Not running anything like that that I know of, unless macOS is injecting something by default.

I did see that the go tool is dynamically linked, so as an experiment I rebuilt the toolchain with CGO_ENABLED=0 and haven't been able to reproduce the crash. I'm not able to reliably reproduce the crash in the first place though, so this doesn't prove anything, just adds another data point.

@rsc
Copy link
Contributor

rsc commented Jan 25, 2017

Reproduced on 10.12.2 16C67 using the while loop in $GOPATH/src/camlistore.org.

@rsc
Copy link
Contributor

rsc commented Jan 25, 2017

I confirmed that the signal is arriving on the ordinary goroutine stack, and the stack trace for that goroutine at the time of the signal is:

syscall.RawSyscall(0x2, 0x0, 0x0, 0x0, 0x3, 0x3, 0x5c)
	/Users/rsc/go/src/syscall/asm_darwin_amd64.s:109 +0x25 fp=0xc420cf4e38 sp=0xc420cf4e30
syscall.forkAndExecInChild(0xc42072db90, 0xc4208b8210, 0x15, 0x15, 0xc420a78000, 0x40, 0x40, 0x0, 0xc4204ff2c0, 0xc420cf5110, ...)
	/Users/rsc/go/src/syscall/exec_bsd.go:69 +0xee fp=0xc420cf4f00 sp=0xc420cf4e38
syscall.forkExec(0xc42072dad0, 0x2b, 0xc420a643c0, 0x14, 0x14, 0xc420cf5110, 0x0, 0xc420cec118, 0xc420a1a9c0)
	/Users/rsc/go/src/syscall/exec_unix.go:193 +0x368 fp=0xc420cf5028 sp=0xc420cf4f00
syscall.StartProcess(0xc42072dad0, 0x2b, 0xc420a643c0, 0x14, 0x14, 0xc420cf5110, 0x2, 0x4, 0x0, 0x20)
	/Users/rsc/go/src/syscall/exec_unix.go:240 +0x64 fp=0xc420cf5080 sp=0xc420cf5028
os.startProcess(0xc42072dad0, 0x2b, 0xc420a643c0, 0x14, 0x14, 0xc420cf52b8, 0xc420778d90, 0x1, 0x0)
	/Users/rsc/go/src/os/exec_posix.go:45[436] 81429
 +0x1a3 fp=0xc420cf5168 sp=0xc420cf5080

That's the RawSyscall(SYS_FORK, ...) call that creates the child process.
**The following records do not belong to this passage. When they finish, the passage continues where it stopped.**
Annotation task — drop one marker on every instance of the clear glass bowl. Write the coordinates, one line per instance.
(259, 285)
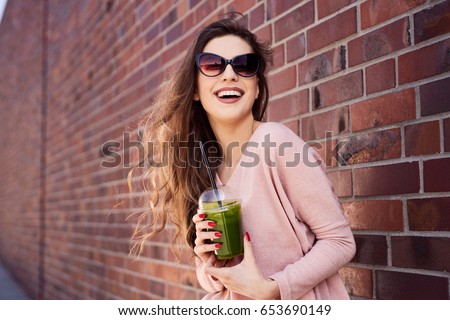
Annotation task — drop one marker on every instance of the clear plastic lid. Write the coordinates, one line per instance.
(210, 198)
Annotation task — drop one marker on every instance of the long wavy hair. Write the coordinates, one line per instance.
(173, 175)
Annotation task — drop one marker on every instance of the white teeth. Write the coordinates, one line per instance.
(229, 93)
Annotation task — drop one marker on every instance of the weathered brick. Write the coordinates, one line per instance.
(295, 48)
(424, 62)
(392, 285)
(374, 113)
(380, 76)
(333, 122)
(435, 175)
(447, 134)
(342, 182)
(374, 214)
(429, 214)
(379, 42)
(327, 7)
(288, 106)
(283, 80)
(374, 12)
(434, 97)
(370, 250)
(294, 21)
(374, 146)
(358, 281)
(321, 66)
(332, 30)
(341, 89)
(422, 138)
(401, 178)
(429, 253)
(432, 22)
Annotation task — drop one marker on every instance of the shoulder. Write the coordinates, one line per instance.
(274, 132)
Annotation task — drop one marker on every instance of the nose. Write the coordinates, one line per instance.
(229, 74)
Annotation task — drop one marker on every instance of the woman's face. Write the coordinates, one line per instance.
(228, 97)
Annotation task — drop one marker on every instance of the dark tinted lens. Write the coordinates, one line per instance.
(211, 65)
(246, 65)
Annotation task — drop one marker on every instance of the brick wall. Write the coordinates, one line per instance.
(365, 81)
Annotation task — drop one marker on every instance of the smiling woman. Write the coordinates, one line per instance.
(299, 235)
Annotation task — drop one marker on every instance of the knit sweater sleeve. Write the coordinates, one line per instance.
(206, 281)
(302, 182)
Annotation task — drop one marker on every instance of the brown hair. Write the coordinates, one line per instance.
(174, 128)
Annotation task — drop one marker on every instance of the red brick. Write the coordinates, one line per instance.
(283, 80)
(374, 146)
(447, 135)
(293, 125)
(327, 7)
(422, 138)
(429, 214)
(375, 113)
(378, 43)
(392, 285)
(295, 48)
(401, 178)
(342, 182)
(375, 215)
(380, 76)
(370, 250)
(332, 30)
(424, 62)
(327, 150)
(294, 21)
(427, 253)
(276, 8)
(321, 66)
(257, 17)
(317, 126)
(432, 22)
(341, 89)
(358, 281)
(278, 56)
(374, 12)
(434, 97)
(436, 175)
(288, 106)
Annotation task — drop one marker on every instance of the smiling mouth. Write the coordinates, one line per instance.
(229, 94)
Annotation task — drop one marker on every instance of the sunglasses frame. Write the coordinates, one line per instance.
(198, 56)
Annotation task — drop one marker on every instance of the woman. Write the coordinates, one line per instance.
(296, 236)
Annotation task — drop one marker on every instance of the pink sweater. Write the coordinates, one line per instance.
(299, 234)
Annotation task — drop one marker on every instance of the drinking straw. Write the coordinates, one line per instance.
(205, 158)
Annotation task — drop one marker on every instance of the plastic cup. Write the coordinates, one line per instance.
(228, 219)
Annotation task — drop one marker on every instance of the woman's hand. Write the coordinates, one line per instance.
(245, 278)
(204, 249)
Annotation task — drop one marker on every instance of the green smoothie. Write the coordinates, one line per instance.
(228, 222)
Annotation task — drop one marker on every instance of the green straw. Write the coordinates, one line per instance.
(205, 158)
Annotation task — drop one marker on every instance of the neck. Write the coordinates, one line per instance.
(232, 136)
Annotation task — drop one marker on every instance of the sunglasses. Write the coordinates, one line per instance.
(211, 65)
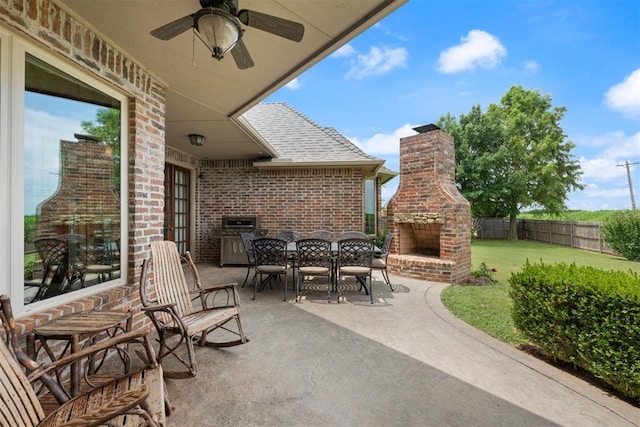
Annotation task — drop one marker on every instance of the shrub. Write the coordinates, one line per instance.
(582, 315)
(483, 271)
(622, 232)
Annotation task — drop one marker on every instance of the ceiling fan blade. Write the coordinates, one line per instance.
(172, 29)
(241, 55)
(272, 24)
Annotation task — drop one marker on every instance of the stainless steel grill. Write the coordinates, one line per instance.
(232, 251)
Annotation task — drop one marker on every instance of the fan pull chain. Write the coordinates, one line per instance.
(193, 48)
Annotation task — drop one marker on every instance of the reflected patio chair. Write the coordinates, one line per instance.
(271, 260)
(380, 260)
(62, 264)
(354, 259)
(353, 235)
(41, 399)
(247, 243)
(179, 322)
(314, 259)
(102, 260)
(321, 234)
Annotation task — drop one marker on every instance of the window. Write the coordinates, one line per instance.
(72, 204)
(370, 206)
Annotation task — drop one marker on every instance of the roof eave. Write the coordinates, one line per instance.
(369, 167)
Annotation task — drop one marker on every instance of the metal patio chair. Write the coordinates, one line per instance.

I changed the runtime to record its own pid at init time and then at the time of the signal print both the init-time pid and the current pid. That appears to confirm that the signal has been received in the child process (at least not in the parent process!), before the child process has gotten a chance to continue executing after the fork system call.

It looks like kill -2 % is sending the signal to the background job's process group, not the parent pid (confirmed by looking at Apple's bash-103 source code: jobs.c is full of killpg calls). If the child has just been created, then it's in the process group and gets the signal but apparently has had alternate signal stack information cleared.

When we create a new thread we mask all signals, make the new thread, and then bring back the signals. We could do the same for fork, using the beforefork and afterfork runtime hooks, except there is no good time to run the afterfork hook and turn signals back on. Any window between 'after the fork' and 'before the exec' where signals are enabled will confuse the runtime if a signal is received. And we can't start the child with signals masked off, or it will likely keep them masked off.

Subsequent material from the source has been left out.